Je partage également le souci du député de Richmond
d'améliorer les mécanismes par lesquels les parlementaires ou les
élus du peuple peuvent connaître ou être au fait de ce qui
se passe dans nos sociétés d'État. Je suis d'accord avec
vous c'est inadéquat. C'est d'ailleurs la raison pour laquelle le
gouvernement a l'intention d'amener de la législation dans ce sens, non
pas spécifiquement par rapport à l'Hydro-Québec, mais pour
l'ensemble des sociétés d'État, avant la fin de
l'année.
Je remercie les autres membres de la commission parlementaire de ce
côté-ci de la table pour leur participation à nos
débats et, finalement, les membres de la Commission
hydroélectrique, dont le mandat se terminera dimanche prochain.

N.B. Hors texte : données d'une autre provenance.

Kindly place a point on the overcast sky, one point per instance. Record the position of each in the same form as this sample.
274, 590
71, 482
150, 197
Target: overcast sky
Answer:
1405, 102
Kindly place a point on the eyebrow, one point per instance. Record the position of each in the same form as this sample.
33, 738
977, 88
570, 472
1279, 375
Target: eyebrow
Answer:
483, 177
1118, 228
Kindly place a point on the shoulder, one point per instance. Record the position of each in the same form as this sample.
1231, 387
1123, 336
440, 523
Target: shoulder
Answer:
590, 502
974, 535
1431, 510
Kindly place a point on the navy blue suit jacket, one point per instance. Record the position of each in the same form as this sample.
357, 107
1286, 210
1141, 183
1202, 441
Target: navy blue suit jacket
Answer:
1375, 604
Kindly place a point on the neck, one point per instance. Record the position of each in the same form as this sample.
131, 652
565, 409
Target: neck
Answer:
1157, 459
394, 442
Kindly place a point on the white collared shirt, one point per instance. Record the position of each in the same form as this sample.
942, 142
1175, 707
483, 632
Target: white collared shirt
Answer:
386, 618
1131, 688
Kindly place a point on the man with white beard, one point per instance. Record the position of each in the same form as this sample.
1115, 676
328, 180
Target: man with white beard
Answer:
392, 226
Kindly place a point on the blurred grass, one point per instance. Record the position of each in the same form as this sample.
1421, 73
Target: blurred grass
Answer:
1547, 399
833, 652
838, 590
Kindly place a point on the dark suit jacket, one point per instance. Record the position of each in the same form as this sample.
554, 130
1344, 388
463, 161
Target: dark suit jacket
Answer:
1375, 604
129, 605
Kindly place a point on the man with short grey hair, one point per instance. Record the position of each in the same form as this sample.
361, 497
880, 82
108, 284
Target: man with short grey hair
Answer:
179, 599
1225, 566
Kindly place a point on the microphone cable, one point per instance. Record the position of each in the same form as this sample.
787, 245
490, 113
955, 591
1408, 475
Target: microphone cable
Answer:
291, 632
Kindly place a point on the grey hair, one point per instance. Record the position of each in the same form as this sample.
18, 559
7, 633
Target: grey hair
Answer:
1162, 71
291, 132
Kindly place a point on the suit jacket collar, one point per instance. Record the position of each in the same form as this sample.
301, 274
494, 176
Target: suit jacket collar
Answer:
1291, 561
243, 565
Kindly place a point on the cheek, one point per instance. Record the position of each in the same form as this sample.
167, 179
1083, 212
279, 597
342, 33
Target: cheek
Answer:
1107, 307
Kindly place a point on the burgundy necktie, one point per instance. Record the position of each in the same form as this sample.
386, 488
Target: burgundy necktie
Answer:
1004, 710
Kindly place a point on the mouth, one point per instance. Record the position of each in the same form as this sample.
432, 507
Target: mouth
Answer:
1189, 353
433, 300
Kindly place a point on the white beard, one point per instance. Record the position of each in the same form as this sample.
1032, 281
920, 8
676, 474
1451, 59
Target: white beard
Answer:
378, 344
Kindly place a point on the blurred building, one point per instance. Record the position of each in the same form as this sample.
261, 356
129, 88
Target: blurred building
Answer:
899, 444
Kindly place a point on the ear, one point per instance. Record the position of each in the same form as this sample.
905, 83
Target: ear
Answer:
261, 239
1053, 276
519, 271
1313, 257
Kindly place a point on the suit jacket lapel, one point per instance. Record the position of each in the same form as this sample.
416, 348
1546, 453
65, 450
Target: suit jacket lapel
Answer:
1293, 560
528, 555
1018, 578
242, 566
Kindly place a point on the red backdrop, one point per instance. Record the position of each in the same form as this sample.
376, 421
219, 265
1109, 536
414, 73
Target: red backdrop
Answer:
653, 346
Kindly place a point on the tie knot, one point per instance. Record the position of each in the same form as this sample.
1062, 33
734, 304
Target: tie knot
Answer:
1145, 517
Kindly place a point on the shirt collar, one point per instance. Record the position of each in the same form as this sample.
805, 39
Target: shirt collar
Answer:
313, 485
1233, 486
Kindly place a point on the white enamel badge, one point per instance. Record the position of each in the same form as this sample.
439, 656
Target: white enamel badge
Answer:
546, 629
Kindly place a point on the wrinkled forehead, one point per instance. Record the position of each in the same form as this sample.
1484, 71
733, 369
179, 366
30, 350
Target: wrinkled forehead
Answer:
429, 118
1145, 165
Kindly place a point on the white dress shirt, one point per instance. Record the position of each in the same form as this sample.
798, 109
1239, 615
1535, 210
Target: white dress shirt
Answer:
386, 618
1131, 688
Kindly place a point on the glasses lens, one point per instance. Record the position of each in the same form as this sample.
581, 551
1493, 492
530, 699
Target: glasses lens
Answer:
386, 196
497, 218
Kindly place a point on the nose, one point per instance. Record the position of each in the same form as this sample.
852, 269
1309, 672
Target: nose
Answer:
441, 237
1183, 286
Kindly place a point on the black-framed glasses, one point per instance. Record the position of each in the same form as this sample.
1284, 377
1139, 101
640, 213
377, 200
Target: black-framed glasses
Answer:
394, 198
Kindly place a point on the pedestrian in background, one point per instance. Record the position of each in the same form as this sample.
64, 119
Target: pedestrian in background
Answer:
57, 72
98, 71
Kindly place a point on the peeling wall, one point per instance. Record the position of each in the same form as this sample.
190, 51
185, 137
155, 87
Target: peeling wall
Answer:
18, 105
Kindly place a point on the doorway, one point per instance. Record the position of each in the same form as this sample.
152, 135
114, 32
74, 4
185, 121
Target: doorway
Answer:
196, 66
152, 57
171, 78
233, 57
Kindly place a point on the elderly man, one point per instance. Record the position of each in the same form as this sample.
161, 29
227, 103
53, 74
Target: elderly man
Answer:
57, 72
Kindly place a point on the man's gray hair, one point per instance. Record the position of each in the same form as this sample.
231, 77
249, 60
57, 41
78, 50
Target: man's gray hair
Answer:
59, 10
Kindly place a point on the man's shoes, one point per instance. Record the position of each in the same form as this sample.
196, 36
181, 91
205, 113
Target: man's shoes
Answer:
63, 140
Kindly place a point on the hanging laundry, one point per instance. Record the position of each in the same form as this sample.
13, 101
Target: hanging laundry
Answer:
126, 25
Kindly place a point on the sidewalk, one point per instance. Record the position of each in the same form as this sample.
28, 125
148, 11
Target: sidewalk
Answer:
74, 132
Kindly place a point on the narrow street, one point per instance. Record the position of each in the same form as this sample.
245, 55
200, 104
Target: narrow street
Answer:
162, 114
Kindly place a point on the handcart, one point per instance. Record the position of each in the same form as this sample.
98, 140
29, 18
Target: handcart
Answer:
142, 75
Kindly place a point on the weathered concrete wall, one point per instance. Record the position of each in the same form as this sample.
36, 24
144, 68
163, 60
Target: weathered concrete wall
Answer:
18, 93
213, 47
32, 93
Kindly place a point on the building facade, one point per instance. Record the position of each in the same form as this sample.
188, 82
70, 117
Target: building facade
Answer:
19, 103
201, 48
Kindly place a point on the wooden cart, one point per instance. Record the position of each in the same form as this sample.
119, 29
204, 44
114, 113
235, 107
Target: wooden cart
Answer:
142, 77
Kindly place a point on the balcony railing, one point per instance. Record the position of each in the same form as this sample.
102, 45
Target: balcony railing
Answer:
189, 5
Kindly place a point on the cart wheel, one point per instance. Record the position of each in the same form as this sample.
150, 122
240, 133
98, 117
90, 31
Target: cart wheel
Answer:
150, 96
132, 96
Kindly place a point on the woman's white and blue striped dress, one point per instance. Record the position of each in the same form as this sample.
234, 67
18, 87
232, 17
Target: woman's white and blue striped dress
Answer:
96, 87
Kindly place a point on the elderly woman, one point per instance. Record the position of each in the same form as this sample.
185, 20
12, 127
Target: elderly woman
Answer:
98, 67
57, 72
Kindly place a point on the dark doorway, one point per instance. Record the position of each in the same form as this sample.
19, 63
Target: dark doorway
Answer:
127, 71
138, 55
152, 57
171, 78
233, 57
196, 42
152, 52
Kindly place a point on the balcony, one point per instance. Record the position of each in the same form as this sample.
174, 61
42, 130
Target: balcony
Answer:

Je les remercie en commençant par M. Boyd pour leur
participation très active à nos discussions depuis deux jours et,
sans évidemment les nommer tous un par un, tous ceux qui les
accompagnaient.
Alors, merci à tous et bonne chance aux nouveaux membres du
conseil d'administration qui commencent une tâche ardue dès lundi
prochain.
Le Président (M. Dussault): Merci, M. le ministre. Le mot
de la fin revient toujours au président.
Je tiens à remercier de leur participation et plus
spécifiquement de leur collaboration les représentants de
l'Hydro-Québec et de la Société d'énergie de la
baie James, les membres de cette commission, bien sûr, et le rapporteur
de cette commission fera rapport à l'Assemblée nationale.
J'ajourne les travaux de cette commission sine die.